Anyone buying into FirstGroup four years ago has made a return of over 200 per cent on their initial investment. Although this week's results were solid, the company made cautious noises about its outlook. With oil rapidly now at around $100 a barrel, the company must hope fuel prices stabilise because its ability to pass costs on to customers is limited by industry pricing regulations. Secondly, it must generate a minimum of its targeted $70m in synergies arising from the $2.8bn acquisition of US group Laidlaw, completed last month.

For new investors there are too many questions still to be answered to warrant getting excited about this stock, but existing shareholders should hold on.


Fenner operates two main businesses – conveyor belt textiles, primarily used in heavy industries like mining and oil, and advanced engineering products, such as seals and advanced polymers. Both have been driven by the surge in natural resource investment and the construction of coal-fired energy plants, and as there is little evidence that demand for commodities is likely to drop any time soon the long term future for Fenner looks exciting. However, in the shorter term the weak dollar and concerns over the credit markets are likely to mean that the shares will plateau. Longer term investments who have enjoyed the recent ride in its share price should bank some profits.


This week's results from Tangent proved just how lucrative online marketing can be when it's done right. So far, the company has managed to develop an impressive list of blue chip clients, including Greene King, Wolseley, KPMG and Halifax. As always, this kind of stock is not for the faint-hearted. But Tangent is making real money and based on forecasts from broker Collins Stewart it trades on under 10 times forecast 2008 earnings not including its cash pile. For high risk investors looking to cash in on the digital advertising revolution, Tangent looks worth backing. Buy.


The days of Mr 20 Per Cent, Sir Clive Thompson, must seem like a lifetime ago. Since the year 2000, when Rentokil first missed its ambitious growth target, the shares have stagnated, and even if there are signs of life, that kind of return looks a long way off.

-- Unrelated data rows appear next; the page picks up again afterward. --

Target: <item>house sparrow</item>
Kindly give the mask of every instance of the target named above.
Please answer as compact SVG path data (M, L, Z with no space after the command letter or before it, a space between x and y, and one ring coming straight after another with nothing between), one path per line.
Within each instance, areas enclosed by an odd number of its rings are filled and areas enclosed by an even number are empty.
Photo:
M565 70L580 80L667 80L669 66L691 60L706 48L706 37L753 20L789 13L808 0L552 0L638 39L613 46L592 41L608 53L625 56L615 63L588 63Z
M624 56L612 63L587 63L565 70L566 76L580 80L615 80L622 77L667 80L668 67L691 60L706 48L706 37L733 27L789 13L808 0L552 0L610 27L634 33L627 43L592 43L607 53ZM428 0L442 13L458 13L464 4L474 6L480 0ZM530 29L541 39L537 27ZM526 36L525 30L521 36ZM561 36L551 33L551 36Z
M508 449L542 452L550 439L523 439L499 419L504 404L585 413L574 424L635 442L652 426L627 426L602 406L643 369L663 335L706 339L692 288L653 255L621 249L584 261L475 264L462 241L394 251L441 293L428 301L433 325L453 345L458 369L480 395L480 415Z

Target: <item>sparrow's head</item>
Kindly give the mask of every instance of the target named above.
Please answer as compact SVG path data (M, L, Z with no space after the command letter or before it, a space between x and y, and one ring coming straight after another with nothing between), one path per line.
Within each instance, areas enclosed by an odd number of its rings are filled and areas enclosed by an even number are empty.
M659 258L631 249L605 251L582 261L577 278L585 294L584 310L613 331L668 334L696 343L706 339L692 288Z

Although the prospective 4.5 per cent dividend yield is attractive to income seekers, most of the next few years' worth of growth looks to be priced in – and considering that the company is still carrying almost £1bn worth of debt, there are undoubtedly better growth opportunities to be found elsewhere. While management should be applauded for the progress made so far, the shares are too expensive. Sell.


We have commented several times in the past that the pub industry's bullish forecasts about the impact of the smoking ban could turn out to false. That said, the blue-chip pub group Punch Taverns still managed to post a well-received set of full-year numbers this week. Looking forward, the shares look reasonably valued on under 11 times forecast 2008 earnings. But investors should be wary – working past the smoking ban in the summer is one thing, but the winter will be harder, as has already been proved in Scotland, where the ban has already included one winter. Hold.


Pure Wafer, the Swansea-based developer of wafer technology for the semiconductor industry, issued a profit warning this week. The problem lies with its 50 nanometre wafers, of which it was expected to begin deliveries in the first half of next year. That now looks like being delayed. As a result, revenue from the new product is not expected until 2009 at the earliest.

In light of the statement, the sharp fall in its share price was justified, and with little for investors to do other than to wait for more news, the advice at this stage must be to get out. There are plenty of high-risk opportunities available elsewhere with decent newsflow.